Considerato uno dei padri fondatori di Internet (insieme a Bob Kahn ha sviluppato la suite di protocolli TCP/IP), Vinton Cerf è attualmente impegnato in un progetto che in futuro porterà le comunicazioni attraverso il Web oltre l’atmosfera terrestre. Da diversi anni l’informatico statunitense lavora con la NASA e il JPL (Jet Propulsion Laboratory) ad una Internet interplanetaria che possa facilitare lo scambio di informazioni in ambienti ad elevata latenza. Ci sono numerosi problemi da affrontare e risolvere perché una Rete spaziale non più funzionare come la Rete terrestre.
Vinton Cerf spiega che il progetto è iniziato nel 1998, quando la NASA era alla ricerca di un sistema di comunicazione migliore di quello disponibile all’epoca e attivo tuttora. Attualmente per lo scambio dei dati tra una stazione di terra e un oggetto nello spazio (ad esempio, la Stazione Spaziale Internazionale o le varie sonde lanciate negli corso degli anni) è necessario un collegamento radio punto-punto. L’utilizzo dei protocolli TCP/IP è impossibile per una serie di ragioni.
Innanzitutto, la distanza da coprire è eccessiva, per cui la trasmissione dei pacchetti richiederebbe troppo tempo (per compiere il tragitto dalla Terra a Marte e viceversa un segnale radio impiegherebbe fino a 40 minuti). Inoltre, la comunicazione si interromperebbe a causa della rotazione dei pianeti. Infine, nei router non c’è abbastanza memoria per conservare i pacchetti in transito che quindi verrebbero scartati. Cerf, insieme agli scienziati della NASA e del JPL, ha progettato una nuova suite di protocolli, denominati Bundle, che permettono di memorizzare i pacchetti per una durata maggiore, grazie ad una tecnica chiamata storing forward.

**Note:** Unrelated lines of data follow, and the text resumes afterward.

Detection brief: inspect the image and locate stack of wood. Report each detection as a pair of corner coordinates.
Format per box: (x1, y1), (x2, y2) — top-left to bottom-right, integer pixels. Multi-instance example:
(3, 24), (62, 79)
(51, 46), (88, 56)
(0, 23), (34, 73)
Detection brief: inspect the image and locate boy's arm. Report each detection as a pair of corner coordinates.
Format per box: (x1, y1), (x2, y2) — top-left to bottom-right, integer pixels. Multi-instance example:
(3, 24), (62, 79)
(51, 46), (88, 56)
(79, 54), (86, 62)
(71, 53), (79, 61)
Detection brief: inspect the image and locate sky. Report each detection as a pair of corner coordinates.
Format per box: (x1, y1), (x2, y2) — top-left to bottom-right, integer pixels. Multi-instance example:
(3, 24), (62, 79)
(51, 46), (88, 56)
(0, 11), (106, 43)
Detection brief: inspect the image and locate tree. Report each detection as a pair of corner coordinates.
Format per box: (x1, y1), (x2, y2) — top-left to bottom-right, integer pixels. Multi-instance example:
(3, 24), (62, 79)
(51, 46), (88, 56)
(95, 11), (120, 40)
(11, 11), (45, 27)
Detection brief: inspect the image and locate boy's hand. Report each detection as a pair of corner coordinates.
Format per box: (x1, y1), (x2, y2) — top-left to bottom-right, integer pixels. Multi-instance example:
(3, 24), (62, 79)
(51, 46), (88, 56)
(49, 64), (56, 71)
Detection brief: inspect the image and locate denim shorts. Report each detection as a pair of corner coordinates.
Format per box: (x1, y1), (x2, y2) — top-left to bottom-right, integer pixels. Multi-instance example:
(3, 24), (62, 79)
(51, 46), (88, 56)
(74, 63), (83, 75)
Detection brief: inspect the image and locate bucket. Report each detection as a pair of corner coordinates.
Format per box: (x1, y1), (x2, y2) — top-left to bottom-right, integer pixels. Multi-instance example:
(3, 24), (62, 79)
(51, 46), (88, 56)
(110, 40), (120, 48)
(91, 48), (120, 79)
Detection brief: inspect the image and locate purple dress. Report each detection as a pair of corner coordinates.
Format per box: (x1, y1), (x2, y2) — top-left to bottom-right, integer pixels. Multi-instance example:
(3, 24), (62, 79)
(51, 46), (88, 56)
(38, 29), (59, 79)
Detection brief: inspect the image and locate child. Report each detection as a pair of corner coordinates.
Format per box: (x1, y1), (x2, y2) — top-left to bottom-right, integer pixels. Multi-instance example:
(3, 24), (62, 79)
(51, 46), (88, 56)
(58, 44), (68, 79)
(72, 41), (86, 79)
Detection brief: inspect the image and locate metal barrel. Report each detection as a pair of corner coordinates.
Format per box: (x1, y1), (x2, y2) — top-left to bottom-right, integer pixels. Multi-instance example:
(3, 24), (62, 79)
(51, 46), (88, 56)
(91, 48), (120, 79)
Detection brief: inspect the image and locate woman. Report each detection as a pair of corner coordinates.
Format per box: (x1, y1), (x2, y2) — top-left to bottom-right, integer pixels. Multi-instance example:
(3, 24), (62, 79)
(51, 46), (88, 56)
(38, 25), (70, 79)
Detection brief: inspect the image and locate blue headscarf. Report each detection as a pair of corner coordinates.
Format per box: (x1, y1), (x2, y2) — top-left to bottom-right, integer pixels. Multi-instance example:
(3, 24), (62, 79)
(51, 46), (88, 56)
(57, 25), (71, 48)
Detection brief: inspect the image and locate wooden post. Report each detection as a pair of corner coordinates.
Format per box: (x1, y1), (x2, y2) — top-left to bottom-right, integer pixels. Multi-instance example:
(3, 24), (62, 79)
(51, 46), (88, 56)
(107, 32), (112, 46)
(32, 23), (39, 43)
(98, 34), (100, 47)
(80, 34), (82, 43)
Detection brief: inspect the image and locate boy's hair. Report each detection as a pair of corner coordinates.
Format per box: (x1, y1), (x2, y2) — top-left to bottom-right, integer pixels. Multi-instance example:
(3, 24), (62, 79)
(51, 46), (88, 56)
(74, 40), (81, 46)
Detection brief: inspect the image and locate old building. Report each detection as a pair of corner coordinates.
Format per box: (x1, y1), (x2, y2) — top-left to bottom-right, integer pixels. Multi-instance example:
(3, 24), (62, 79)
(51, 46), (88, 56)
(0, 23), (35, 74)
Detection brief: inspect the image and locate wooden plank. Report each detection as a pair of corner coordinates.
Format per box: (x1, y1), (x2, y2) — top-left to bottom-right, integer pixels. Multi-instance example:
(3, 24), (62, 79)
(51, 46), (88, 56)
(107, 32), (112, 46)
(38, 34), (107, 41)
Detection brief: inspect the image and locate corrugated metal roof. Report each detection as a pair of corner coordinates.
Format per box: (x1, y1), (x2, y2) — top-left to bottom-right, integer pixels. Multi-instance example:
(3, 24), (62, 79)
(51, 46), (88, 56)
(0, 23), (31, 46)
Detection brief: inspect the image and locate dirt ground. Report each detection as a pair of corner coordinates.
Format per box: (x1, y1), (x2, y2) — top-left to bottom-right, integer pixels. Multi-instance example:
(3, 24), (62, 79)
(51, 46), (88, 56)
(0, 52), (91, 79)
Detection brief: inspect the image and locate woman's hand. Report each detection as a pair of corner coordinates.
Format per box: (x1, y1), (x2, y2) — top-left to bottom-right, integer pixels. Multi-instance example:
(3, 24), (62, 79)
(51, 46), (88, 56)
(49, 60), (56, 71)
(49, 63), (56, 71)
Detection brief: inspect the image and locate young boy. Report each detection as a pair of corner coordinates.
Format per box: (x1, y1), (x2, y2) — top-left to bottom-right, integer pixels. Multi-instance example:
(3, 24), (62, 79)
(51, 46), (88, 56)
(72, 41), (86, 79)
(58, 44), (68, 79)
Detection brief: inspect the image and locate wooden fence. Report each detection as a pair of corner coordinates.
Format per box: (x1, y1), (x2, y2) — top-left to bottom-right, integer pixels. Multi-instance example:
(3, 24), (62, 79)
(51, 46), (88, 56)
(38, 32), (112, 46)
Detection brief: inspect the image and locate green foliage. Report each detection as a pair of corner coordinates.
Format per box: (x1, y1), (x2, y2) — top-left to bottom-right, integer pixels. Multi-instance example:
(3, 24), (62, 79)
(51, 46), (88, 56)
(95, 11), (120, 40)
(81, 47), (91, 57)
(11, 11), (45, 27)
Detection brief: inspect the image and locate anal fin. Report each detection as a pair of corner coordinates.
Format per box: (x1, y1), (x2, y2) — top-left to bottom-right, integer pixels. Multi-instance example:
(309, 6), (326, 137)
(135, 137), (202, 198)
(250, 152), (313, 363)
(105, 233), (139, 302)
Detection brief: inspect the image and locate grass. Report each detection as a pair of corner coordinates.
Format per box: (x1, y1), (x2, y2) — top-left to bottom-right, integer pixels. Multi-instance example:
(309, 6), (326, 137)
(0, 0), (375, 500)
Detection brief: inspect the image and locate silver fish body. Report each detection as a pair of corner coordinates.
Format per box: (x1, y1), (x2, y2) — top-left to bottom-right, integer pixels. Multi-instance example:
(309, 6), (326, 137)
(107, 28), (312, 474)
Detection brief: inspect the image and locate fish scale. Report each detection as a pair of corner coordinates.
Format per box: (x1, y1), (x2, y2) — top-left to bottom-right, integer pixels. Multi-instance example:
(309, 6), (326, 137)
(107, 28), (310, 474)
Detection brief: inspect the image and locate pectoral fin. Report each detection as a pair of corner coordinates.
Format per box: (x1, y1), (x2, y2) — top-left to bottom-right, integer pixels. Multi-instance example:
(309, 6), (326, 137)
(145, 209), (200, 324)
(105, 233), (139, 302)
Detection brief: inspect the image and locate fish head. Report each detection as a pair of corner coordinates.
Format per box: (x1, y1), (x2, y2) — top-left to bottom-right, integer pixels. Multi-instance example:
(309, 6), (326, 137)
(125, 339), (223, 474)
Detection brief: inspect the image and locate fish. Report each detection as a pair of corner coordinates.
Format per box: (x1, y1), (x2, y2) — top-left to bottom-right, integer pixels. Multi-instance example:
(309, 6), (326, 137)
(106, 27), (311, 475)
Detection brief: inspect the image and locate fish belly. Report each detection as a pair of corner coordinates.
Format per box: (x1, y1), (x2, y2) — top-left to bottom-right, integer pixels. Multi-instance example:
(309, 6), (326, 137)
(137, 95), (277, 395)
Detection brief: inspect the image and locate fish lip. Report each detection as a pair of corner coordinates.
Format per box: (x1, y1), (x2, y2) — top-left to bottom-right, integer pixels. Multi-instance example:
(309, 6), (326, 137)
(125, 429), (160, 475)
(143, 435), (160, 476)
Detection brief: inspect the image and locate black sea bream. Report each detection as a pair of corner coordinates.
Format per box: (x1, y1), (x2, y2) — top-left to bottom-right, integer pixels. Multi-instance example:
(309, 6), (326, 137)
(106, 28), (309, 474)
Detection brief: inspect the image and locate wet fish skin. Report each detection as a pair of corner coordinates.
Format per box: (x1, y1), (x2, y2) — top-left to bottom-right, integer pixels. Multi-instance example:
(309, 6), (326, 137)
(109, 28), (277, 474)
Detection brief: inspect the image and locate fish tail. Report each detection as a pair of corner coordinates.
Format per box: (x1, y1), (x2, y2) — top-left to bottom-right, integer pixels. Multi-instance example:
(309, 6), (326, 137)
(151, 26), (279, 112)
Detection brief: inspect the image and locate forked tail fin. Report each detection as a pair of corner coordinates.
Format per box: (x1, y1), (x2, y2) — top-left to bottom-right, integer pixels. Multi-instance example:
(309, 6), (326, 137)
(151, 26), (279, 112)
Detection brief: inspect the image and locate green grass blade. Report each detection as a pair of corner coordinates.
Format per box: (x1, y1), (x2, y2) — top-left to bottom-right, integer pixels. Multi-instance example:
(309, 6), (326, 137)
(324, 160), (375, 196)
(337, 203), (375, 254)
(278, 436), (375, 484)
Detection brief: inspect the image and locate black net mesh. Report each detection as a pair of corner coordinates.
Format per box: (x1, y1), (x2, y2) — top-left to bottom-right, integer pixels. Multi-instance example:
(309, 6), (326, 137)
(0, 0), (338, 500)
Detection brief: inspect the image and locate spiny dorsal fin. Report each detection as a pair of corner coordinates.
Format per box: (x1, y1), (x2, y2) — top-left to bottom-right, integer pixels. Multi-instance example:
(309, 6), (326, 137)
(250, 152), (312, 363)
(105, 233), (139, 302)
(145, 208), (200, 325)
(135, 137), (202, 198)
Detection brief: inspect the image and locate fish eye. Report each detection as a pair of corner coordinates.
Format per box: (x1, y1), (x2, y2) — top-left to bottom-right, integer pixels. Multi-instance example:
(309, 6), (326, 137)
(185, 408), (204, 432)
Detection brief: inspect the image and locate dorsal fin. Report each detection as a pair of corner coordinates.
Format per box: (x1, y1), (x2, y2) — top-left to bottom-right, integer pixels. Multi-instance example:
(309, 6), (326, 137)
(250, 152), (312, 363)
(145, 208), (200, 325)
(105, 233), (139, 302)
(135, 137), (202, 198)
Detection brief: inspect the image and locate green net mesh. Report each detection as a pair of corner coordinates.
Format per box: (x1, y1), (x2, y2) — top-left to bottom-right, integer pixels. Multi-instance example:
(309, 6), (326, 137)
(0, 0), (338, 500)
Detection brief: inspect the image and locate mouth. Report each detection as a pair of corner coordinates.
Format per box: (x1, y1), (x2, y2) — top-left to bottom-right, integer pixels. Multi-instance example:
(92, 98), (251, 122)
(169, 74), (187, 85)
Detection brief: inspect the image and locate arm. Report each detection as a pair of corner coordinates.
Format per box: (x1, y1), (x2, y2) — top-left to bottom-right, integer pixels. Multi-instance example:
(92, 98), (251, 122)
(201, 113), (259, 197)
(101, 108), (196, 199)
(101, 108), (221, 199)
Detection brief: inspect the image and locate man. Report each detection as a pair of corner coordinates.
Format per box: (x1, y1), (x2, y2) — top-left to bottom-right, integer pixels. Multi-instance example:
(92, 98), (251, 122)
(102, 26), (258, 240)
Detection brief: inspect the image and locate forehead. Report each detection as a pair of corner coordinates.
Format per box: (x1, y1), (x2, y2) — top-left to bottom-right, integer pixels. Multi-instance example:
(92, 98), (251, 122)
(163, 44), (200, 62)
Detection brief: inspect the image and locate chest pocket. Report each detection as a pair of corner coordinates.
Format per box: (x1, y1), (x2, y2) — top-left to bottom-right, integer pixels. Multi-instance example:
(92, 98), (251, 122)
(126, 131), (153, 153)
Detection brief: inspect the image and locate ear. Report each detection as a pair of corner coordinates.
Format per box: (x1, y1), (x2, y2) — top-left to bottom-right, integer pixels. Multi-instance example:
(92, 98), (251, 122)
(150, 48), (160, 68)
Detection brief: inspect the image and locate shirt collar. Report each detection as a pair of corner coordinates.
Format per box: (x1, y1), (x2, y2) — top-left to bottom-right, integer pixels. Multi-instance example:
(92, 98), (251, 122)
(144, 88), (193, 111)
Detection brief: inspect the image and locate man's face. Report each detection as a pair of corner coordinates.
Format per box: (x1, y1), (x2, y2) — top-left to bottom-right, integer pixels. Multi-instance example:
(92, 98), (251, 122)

Un’altra sfida è rappresentata dalla risoluzione dei nomi dei nodi della Internet interplanetaria. Per aprire un sito sulla Terra un utente di Marte digita l’URL nel browser, ma per vedere la pagina Web deve attendere la conversione in un indirizzo IP da parte del Domain Name System (DNS). Ciò potrebbe richiedere un tempo indeterminato (nella migliore delle ipotesi fino a 40 minuti) prima di ottenere una risposta (se nel frattempo il nodo non ha cambiato il suo IP). I ricercatori hanno quindi implementato il delayed binding. Il primo passo è capire qual’è il pianeta su cui risiede il sito, quindi si instrada il traffico verso quel pianeta, e solo allora si effettua una ricerca locale, possibilmente utilizzando il nome di dominio.
Attualmente la Rete spaziale è formata da pochi nodi: il Deep Space Network al JPL, la Stazione Spaziale Internazionale, i rover Spirit, Opportunity e Curiosity su Marte, e la sonda Phoenix Mars Lander. Tutti questi veicoli utilizzano una versione preliminare dei protocolli interplanetari per la trasmissione dei dati verso la Terra. Cerf spera che i protocolli Bundle diventino presto uno standard per le comunicazioni nello spazio. In futuro verranno anche avviati test per verificare il funzionamento di servizi in real time, come la chat, le telefonate e le videochiamate.